Gevrey Chambertin is the most northerly great red wine appellation in the strip of the Cote de Nuits, Burgundy from which some of the world’s best wines originate. Like most of Burgundy it’s an unassuming place; Gevrey lies sleepily at the foot of a road which then sharply ascends the dramatic Cote d’Or escarpment where no good will come of planting vines. Down within the commune, however, there’s an embarrassment of riches grown from the steep slopes of Clos St Jacques, to the flatter terrain of other famous Premier Crus like Combottes, allowing for a variety of styles from structured and tannic to rich and intensely fragrant. There are nine Grand Cru vineyards in Gevrey, the daddy of them all being simply, ‘Chambertin’.

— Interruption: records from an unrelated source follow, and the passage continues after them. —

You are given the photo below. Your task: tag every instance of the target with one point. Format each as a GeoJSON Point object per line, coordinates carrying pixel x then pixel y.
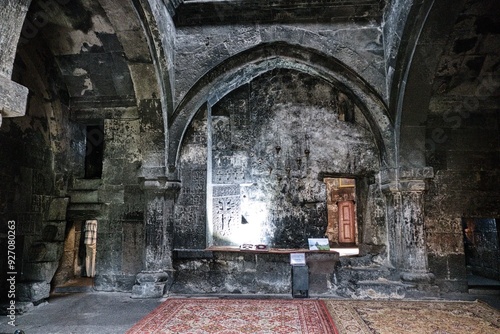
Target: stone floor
{"type": "Point", "coordinates": [114, 313]}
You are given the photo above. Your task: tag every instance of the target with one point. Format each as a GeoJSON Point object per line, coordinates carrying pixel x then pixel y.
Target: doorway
{"type": "Point", "coordinates": [71, 275]}
{"type": "Point", "coordinates": [341, 205]}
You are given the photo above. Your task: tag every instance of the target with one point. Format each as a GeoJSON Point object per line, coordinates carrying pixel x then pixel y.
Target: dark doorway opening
{"type": "Point", "coordinates": [94, 151]}
{"type": "Point", "coordinates": [482, 252]}
{"type": "Point", "coordinates": [342, 228]}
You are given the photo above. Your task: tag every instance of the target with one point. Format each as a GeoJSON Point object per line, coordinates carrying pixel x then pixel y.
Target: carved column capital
{"type": "Point", "coordinates": [404, 188]}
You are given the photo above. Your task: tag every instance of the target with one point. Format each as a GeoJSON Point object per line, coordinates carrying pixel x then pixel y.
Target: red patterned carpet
{"type": "Point", "coordinates": [235, 316]}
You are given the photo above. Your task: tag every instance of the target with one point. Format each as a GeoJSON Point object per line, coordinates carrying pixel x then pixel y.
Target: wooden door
{"type": "Point", "coordinates": [347, 225]}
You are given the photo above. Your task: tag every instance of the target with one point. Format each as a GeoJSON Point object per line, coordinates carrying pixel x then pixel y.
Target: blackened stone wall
{"type": "Point", "coordinates": [270, 143]}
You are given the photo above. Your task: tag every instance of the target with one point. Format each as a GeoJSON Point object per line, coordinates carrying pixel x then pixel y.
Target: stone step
{"type": "Point", "coordinates": [495, 291]}
{"type": "Point", "coordinates": [382, 289]}
{"type": "Point", "coordinates": [73, 289]}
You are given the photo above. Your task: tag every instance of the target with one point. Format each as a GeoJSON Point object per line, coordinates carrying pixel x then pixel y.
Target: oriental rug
{"type": "Point", "coordinates": [235, 316]}
{"type": "Point", "coordinates": [415, 317]}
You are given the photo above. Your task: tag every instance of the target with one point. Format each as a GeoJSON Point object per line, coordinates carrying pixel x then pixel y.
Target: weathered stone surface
{"type": "Point", "coordinates": [13, 98]}
{"type": "Point", "coordinates": [32, 291]}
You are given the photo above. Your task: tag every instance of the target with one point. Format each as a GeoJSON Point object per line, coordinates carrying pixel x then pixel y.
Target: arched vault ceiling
{"type": "Point", "coordinates": [94, 43]}
{"type": "Point", "coordinates": [244, 67]}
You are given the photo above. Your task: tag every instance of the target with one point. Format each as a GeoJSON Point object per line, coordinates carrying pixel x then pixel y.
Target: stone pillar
{"type": "Point", "coordinates": [157, 274]}
{"type": "Point", "coordinates": [404, 189]}
{"type": "Point", "coordinates": [13, 97]}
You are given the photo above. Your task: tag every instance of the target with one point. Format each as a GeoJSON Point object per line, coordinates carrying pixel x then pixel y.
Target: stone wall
{"type": "Point", "coordinates": [462, 143]}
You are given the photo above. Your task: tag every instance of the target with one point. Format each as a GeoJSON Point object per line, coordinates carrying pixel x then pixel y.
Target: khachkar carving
{"type": "Point", "coordinates": [404, 189]}
{"type": "Point", "coordinates": [226, 211]}
{"type": "Point", "coordinates": [159, 197]}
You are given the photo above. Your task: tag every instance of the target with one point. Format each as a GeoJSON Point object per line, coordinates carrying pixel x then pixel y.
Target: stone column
{"type": "Point", "coordinates": [160, 197]}
{"type": "Point", "coordinates": [404, 189]}
{"type": "Point", "coordinates": [13, 97]}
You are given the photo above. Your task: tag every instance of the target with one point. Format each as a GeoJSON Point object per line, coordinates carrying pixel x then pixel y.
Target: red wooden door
{"type": "Point", "coordinates": [347, 224]}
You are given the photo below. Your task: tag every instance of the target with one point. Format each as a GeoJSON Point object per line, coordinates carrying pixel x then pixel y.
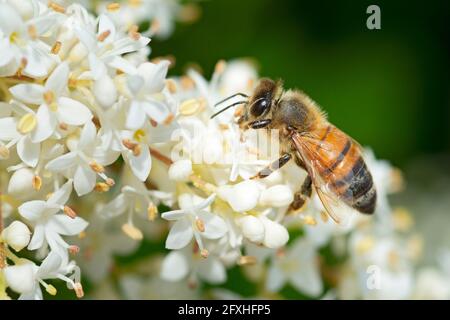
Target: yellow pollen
{"type": "Point", "coordinates": [204, 253]}
{"type": "Point", "coordinates": [56, 47]}
{"type": "Point", "coordinates": [200, 224]}
{"type": "Point", "coordinates": [324, 216]}
{"type": "Point", "coordinates": [96, 167]}
{"type": "Point", "coordinates": [78, 290]}
{"type": "Point", "coordinates": [191, 106]}
{"type": "Point", "coordinates": [310, 221]}
{"type": "Point", "coordinates": [32, 32]}
{"type": "Point", "coordinates": [102, 36]}
{"type": "Point", "coordinates": [51, 290]}
{"type": "Point", "coordinates": [171, 85]}
{"type": "Point", "coordinates": [56, 7]}
{"type": "Point", "coordinates": [169, 119]}
{"type": "Point", "coordinates": [133, 232]}
{"type": "Point", "coordinates": [4, 152]}
{"type": "Point", "coordinates": [101, 187]}
{"type": "Point", "coordinates": [365, 245]}
{"type": "Point", "coordinates": [247, 260]}
{"type": "Point", "coordinates": [133, 33]}
{"type": "Point", "coordinates": [220, 66]}
{"type": "Point", "coordinates": [114, 6]}
{"type": "Point", "coordinates": [37, 183]}
{"type": "Point", "coordinates": [70, 212]}
{"type": "Point", "coordinates": [27, 123]}
{"type": "Point", "coordinates": [139, 135]}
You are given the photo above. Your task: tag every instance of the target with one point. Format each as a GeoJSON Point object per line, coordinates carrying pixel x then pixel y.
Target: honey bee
{"type": "Point", "coordinates": [333, 161]}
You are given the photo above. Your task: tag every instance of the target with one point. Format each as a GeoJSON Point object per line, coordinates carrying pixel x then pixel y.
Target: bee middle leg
{"type": "Point", "coordinates": [302, 195]}
{"type": "Point", "coordinates": [277, 164]}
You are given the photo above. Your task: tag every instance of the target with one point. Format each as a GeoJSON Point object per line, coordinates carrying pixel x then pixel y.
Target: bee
{"type": "Point", "coordinates": [333, 161]}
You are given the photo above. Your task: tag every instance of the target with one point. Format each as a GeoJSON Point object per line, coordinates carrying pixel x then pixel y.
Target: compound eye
{"type": "Point", "coordinates": [260, 107]}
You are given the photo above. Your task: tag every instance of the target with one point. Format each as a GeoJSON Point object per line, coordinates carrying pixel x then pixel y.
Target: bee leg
{"type": "Point", "coordinates": [277, 164]}
{"type": "Point", "coordinates": [259, 124]}
{"type": "Point", "coordinates": [301, 196]}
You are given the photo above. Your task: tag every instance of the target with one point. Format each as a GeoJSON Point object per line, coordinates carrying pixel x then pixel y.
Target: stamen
{"type": "Point", "coordinates": [133, 232]}
{"type": "Point", "coordinates": [247, 260]}
{"type": "Point", "coordinates": [69, 212]}
{"type": "Point", "coordinates": [114, 6]}
{"type": "Point", "coordinates": [102, 36]}
{"type": "Point", "coordinates": [98, 168]}
{"type": "Point", "coordinates": [37, 183]}
{"type": "Point", "coordinates": [56, 47]}
{"type": "Point", "coordinates": [56, 7]}
{"type": "Point", "coordinates": [152, 212]}
{"type": "Point", "coordinates": [27, 123]}
{"type": "Point", "coordinates": [200, 224]}
{"type": "Point", "coordinates": [101, 187]}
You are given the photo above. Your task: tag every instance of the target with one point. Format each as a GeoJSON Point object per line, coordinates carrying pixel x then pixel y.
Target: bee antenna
{"type": "Point", "coordinates": [227, 107]}
{"type": "Point", "coordinates": [232, 96]}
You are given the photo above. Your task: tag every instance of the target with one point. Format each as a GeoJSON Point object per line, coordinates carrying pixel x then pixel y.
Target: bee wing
{"type": "Point", "coordinates": [307, 148]}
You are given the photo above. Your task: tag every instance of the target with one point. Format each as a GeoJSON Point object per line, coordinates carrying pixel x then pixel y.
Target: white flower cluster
{"type": "Point", "coordinates": [94, 139]}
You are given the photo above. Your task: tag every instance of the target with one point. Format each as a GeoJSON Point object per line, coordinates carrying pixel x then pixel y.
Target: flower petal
{"type": "Point", "coordinates": [215, 226]}
{"type": "Point", "coordinates": [28, 93]}
{"type": "Point", "coordinates": [84, 180]}
{"type": "Point", "coordinates": [73, 112]}
{"type": "Point", "coordinates": [180, 235]}
{"type": "Point", "coordinates": [62, 224]}
{"type": "Point", "coordinates": [28, 151]}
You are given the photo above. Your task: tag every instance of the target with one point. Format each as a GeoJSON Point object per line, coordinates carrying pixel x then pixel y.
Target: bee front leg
{"type": "Point", "coordinates": [301, 196]}
{"type": "Point", "coordinates": [277, 164]}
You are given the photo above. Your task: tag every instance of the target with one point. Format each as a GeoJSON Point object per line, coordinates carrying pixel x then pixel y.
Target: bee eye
{"type": "Point", "coordinates": [260, 107]}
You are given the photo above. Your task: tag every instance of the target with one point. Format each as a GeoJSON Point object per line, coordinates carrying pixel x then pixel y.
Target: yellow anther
{"type": "Point", "coordinates": [56, 47]}
{"type": "Point", "coordinates": [133, 232]}
{"type": "Point", "coordinates": [191, 106]}
{"type": "Point", "coordinates": [37, 183]}
{"type": "Point", "coordinates": [114, 6]}
{"type": "Point", "coordinates": [152, 212]}
{"type": "Point", "coordinates": [102, 36]}
{"type": "Point", "coordinates": [69, 212]}
{"type": "Point", "coordinates": [247, 260]}
{"type": "Point", "coordinates": [97, 167]}
{"type": "Point", "coordinates": [56, 7]}
{"type": "Point", "coordinates": [51, 290]}
{"type": "Point", "coordinates": [200, 225]}
{"type": "Point", "coordinates": [27, 123]}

Domaine Maume is run by Bertrand Maume who is part of the enology department of the University of Dijon but there’s nothing academic about the character of this almost exaggeratedly luscious and lively wine.

After the lauded 2005 Burgundies, which are turning out to have a secretive violet allure not yet ready to reveal their full character beyond village level, 2006 was full of simple charm from the outset. Some have been a bit of a letdown after the initial fruit glow has settled but this assemblage from different climates owned by Maume isn’t ready to let time tame its vigour.

It doesn’t look like a blockbuster: light brick in the glass, it merges into a transparent rim but you can whiff the unusually intense fragrance before even lifting the glass. Powerful red fruits with strawberry tart, pollens and a backdrop of violet leap out like colours with the saturation dialled up. Fruits emerge in the mouth with jammy currants, sweet rhubarb and a slightly saline finish framed by vanilla from the oak. So, arguably a little blowsy at present but far from one-dimensional.

Now to our musical pairing. It’s not a box-ticking exercise (Feminine? Check. Vigorous? Check. Layered and Complex? Whatever.) What we’re after is the fundamental character that defines the wine’s uniqueness (and on this note, it’s good to kick-off with Burgundy, surely the antithesis of squeezed-through-a-tube focus-tested product manufacture) and an album that tells that same story from a musical perspective.

Much as I would have loved to pull out some obscure psychedelic gem for the debut pairing of Drinkin’ Music, the perfect fit is very likely already resident in your music collection. An album whose reputation has probably suffered from its justifiable ubiquity. But popularity doesn’t make it any less a of a masterpiece.

Van Morrison  – “Moondance” (Warners, 1970)

“Astral Weeks” which came out a couple of years earlier in 1968 is the Grand Cru, the Chambertin: an album that’s never the same experience twice, that keeps you coming back to marvel at the hypnotic fluency of Morrison’s expression. “Moondance” is our 1er Cru Gevrey – it hints at the complexity and power in its bloodline but wraps everything up in an altogether more accessible form.

Give the album long enough and it finally reveals its inner sanctum, “Into The Mystic”, the song that most explicitly references the visions conjured on “Astral Weeks”; that Celtic gypsy soul and wide-eyed wonderment in the presence of nature that’s so explicit in the previous album yet steering the undercurrent of raw passion behind the pristine structures of this one.

It’s those glimpses of greatness, flashes of a complexity often inaccessible to the initiate but channelled through a more hospitable façade that define this wine and this record. Just listen to Van soar righteously into the final chorus of the otherwise pleasantly MOR “These Dreams Of You”; these are the cookie crumbs that get us all hooked on the hard stuff in the end.

Think twice before developing a Chambertin habit though. “Astral Weeks” is currently available on Amazon for £4.69; Domaine Maume’s 2006 Mazis-Chambertin is selling for between £500 and £700 for a case of 12 bottles. A bottle of the Gevrey 1er Cru discussed above will set you back about £30. And you already have “Moondance”, right?